Rond 1920 introduceerden Nederlandse psychiaters in Nederlands-Indië theorieën over de zogenoemde ‘Javaanse psyche’. Ze stelden dat Javanen ‘kinderlijk en impulsief’ waren, en waarschuwden daarom tegen een snelle onafhankelijkheid van de kolonie. Deze ideeën, verpakt als wetenschap, werden omarmd door conservatieve politici en genootschappen. Indonesische artsen en psychiaters protesteerden fel en krachtig tegen deze racistische theorieën.

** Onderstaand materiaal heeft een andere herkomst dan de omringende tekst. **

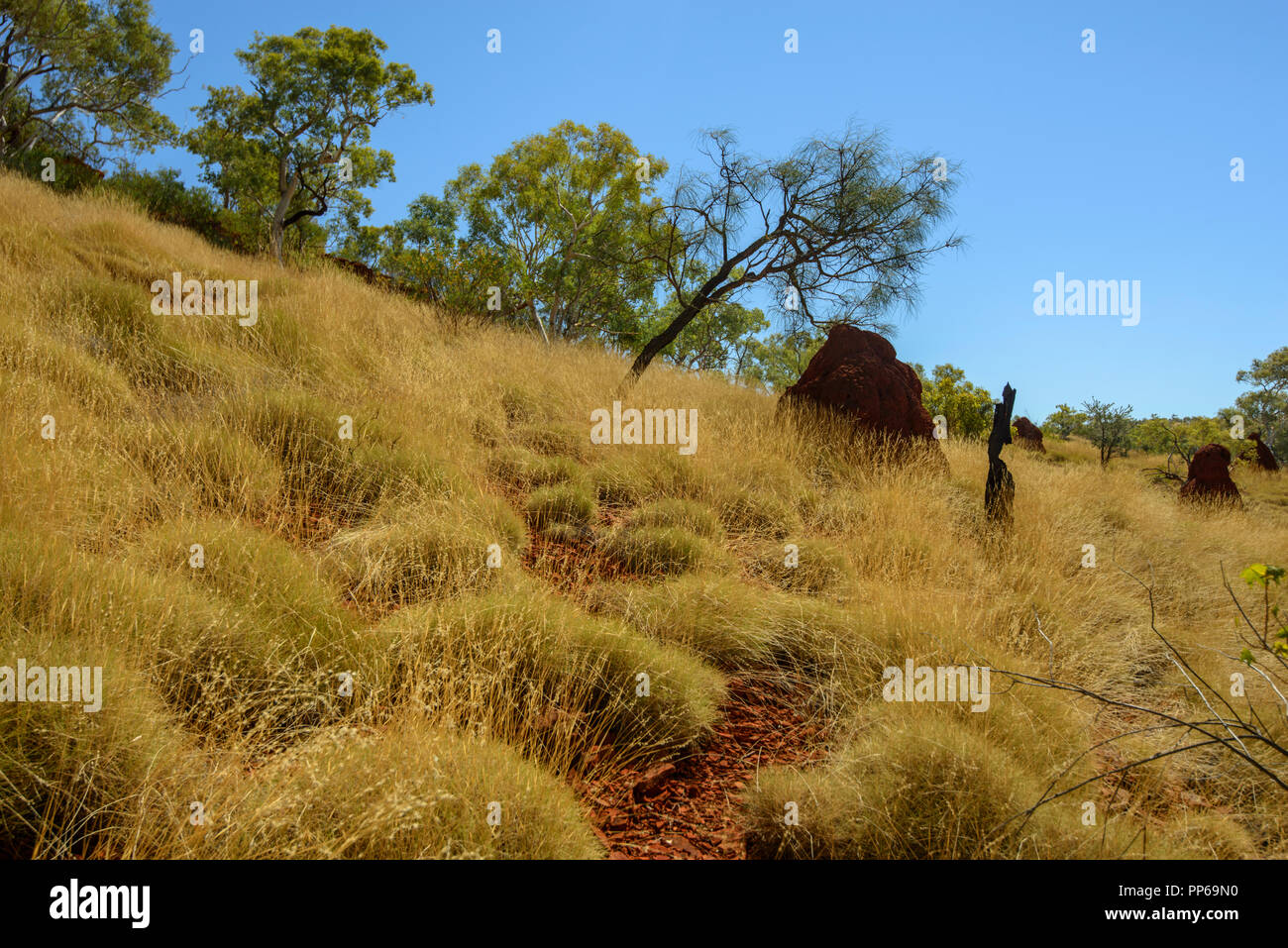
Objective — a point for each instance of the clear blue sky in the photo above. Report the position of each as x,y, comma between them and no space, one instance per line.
1113,165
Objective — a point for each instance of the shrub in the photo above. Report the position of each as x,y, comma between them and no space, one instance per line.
561,504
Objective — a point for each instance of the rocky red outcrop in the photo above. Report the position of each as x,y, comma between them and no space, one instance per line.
1210,476
857,376
1265,456
1028,436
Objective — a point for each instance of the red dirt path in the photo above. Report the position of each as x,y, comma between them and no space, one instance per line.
696,810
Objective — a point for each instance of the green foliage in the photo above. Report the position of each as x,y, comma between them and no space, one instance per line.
299,142
1065,423
80,76
167,198
1109,428
546,218
1180,436
967,408
780,360
720,339
1266,404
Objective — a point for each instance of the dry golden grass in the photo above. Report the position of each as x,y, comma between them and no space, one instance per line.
366,561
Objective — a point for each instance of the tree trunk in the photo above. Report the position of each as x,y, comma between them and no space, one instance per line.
662,339
287,184
1000,487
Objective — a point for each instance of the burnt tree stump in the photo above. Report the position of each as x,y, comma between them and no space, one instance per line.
1000,487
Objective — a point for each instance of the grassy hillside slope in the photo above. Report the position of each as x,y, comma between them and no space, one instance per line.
338,672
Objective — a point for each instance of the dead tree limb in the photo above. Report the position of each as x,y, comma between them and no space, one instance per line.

Via brieven en dagboeken maakt Marens Engelhard ons deelgenoot van het leven van de jonge psychiater – tevens zijn grootvader – Chris Engelhard, diens vrouw Amy en hun gezin. We zien Chris’ pogingen om geestesziekten bij de cultureel zo verschillende Javanen beter te begrijpen, en volgen het moeilijke leven van Amy als vrouw in de kolonie. Na veel persoonlijk verdriet keert het gezin in 1925 terug naar Nederland. Chris Engelhard is daarna bijna dertig jaar lang de geliefde en gerespecteerde geneesheer-directeur van de Willem Arntsz Hoeve in Den Dolder.
De ‘Javaanse psyche’ biedt een indringend en menselijk portret van een vergeten hoofdstuk van onze koloniale geschiedenis.
Marens Engelhard studeerde Moderne Aziatische Geschiedenis en werkte onder meer als directeur van het Nationaal Archief en het Stadsarchief Amsterdam. Hij combineerde brieven en dagboeken van zijn grootouders met psychiatrische vakliteratuur uit de jaren 1900- 1940. In 2024 deed hij voor dit boek onderzoek in Indonesië.